Stephen Stubbs

Recordings

Stylus Phantasticus

Stylus Phantasticus

GRAMMY®-winning lutenist and conductor Stephen Stubbs (Best Opera Recording 2015), having spent a 30-­year career in Europe, returned to his native Seattle in 2006 as one of the world’s most respected baroque opera specialists. In 2014, he was awarded the Mayor’s Arts Award for ‘Raising the Bar’ in Seattle. Prior to his return, he was based in Bremen, Germany where he was Professor at the Hochschule für Künste. In 2017, Stephen established a new production company, Pacific MusicWorks, based in Seattle, reflecting his lifelong interest in both early music and contemporary performance. The company’s inaugural presentation was a production of South African artist William Kentridge’s acclaimed multimedia staging of Claudio Monteverdi’s opera The Return of Ulysses in a co­production with the San Francisco Museum of Modern Art.

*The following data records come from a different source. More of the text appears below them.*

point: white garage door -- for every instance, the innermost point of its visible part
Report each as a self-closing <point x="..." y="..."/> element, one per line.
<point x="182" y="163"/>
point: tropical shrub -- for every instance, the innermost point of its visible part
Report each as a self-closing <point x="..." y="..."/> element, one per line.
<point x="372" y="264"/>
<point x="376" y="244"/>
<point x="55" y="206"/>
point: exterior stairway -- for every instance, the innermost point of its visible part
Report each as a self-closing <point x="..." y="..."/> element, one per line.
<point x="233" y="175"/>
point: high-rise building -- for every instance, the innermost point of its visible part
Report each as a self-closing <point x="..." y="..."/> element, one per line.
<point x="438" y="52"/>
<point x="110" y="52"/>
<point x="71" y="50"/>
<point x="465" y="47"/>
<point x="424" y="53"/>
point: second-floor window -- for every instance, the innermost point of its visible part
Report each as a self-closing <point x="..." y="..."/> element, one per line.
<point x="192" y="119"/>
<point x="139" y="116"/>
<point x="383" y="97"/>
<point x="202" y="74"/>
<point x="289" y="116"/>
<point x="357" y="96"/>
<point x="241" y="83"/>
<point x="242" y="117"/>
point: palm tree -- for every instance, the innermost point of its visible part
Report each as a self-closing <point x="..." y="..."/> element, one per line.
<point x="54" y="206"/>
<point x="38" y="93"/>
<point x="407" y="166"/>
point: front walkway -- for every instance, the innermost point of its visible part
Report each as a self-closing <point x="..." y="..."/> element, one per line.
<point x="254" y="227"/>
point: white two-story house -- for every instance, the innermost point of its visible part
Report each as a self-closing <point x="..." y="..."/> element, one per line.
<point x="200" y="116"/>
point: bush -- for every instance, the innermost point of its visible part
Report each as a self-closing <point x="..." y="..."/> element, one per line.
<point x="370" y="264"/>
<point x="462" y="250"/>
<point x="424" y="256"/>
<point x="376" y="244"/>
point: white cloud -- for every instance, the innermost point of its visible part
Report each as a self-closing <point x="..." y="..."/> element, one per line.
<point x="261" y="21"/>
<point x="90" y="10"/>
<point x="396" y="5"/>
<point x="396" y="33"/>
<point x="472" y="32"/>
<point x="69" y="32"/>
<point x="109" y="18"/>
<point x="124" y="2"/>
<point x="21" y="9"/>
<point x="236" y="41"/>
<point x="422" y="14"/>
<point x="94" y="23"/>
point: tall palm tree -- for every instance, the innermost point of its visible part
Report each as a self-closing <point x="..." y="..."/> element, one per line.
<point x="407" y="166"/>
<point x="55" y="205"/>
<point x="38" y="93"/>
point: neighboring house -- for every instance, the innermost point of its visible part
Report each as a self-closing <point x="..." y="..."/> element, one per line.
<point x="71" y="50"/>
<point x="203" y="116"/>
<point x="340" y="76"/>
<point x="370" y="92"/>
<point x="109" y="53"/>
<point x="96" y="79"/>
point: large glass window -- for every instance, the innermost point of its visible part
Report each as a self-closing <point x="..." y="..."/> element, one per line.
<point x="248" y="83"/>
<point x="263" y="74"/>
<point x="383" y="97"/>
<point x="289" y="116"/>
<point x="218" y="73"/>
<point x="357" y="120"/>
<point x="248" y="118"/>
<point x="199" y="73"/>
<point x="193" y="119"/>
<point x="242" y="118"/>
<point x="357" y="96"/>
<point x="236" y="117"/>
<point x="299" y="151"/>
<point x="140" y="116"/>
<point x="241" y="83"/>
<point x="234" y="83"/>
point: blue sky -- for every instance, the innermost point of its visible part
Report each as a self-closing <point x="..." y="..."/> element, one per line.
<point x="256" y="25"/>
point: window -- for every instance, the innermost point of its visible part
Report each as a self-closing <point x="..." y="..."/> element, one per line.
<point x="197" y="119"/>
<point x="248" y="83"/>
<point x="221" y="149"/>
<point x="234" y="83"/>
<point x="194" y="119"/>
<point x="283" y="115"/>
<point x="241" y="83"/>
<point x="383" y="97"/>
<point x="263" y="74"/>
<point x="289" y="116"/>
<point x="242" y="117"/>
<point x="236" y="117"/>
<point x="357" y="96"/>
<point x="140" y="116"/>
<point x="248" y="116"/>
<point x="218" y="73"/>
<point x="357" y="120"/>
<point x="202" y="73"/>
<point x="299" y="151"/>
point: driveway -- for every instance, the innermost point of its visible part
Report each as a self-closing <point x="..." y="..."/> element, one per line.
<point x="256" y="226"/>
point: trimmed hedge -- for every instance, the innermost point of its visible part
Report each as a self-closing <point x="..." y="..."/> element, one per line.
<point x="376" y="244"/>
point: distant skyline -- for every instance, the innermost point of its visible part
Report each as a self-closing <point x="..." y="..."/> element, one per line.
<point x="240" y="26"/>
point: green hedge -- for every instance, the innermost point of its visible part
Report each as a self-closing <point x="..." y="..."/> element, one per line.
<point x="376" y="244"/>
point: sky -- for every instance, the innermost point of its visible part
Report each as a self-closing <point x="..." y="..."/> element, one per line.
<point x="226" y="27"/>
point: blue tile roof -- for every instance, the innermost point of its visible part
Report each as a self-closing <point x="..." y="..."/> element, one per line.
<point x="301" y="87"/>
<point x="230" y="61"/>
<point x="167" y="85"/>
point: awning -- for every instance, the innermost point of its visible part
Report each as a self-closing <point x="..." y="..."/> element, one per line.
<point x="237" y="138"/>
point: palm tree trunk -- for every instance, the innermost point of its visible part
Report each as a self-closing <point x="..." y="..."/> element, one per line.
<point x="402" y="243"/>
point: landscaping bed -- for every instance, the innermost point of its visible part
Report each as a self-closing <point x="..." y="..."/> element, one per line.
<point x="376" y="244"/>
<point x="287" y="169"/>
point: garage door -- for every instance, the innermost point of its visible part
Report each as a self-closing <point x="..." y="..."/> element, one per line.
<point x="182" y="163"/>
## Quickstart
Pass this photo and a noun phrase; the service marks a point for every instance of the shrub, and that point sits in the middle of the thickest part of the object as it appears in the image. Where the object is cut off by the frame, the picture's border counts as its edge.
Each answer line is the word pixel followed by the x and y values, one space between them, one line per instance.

PMW’s performances of the Monteverdi Vespers were described in the press as “utterly thrilling” and “of a quality you are unlikely to encounter anywhere else in the world”. Additionally, Gramophone Magazine reviewed the recent Pacific MusicWorks recording, Handel’s Tenor featuring GRAMMY® Award­winning Tenor Aaron Sheehan, as having “spot­on musical shaping and communication”, “fantastic shading in the orchestra” and being an “hugely enjoyable album”.

Stephen is also permanent artistic co­director of the Boston Early Music Festival along with long­time colleague Paul O’Dette. Stephen and Paul are also the musical directors of all BEMF operas, recordings of which have been nominated for five GRAMMY® awards. Of these, Charpentier’s La descente d’Orphée aux enfers won the GRAMMY® for Best Opera Recording 2015. In Europe, BEMF recordings won two Echo Klassik awards, and the Diapason d’Or. In 2017, they were presented with the Preis der Deutschen Schallplattenkritik.

In addition to his ongoing commitments to PMW and BEMF, other recent appearances have included conducting Handel’s Giulio Cesare and Gluck’s Orfeo in Bilbao, Mozart’s Magic Flute and Cosi fan Tutte for the Hawaii Performing Arts Festival, Handel’s Agrippina and Semele for Opera Omaha, Cavalli’s Calisto and Rameau’s Hippolyte et Aricie for Juilliard, Mozart’s Il re pastore for the Merola program and seven productions for Opera UCLA including Cavalli’s Giasone, Monteverdi’s Poppea and Handel’s Amadigi. In 2020, before the lockdown, he conducted Landi’s La Morte d’Orfeo for Los Angeles Opera’s Young Artist program, Charpentier’s La descente d’Orphée aux enfers for Opera UCLA and Stradella’s San Giovanni Battista for Opera Omaha. In recent years he has conducted Handel’s Messiah with the Seattle, Edmonton, Birmingham and Houston Symphony orchestras. His extensive discography as conductor and solo lutenist includes well over 100 CDs, many of which have received international acclaim and awards.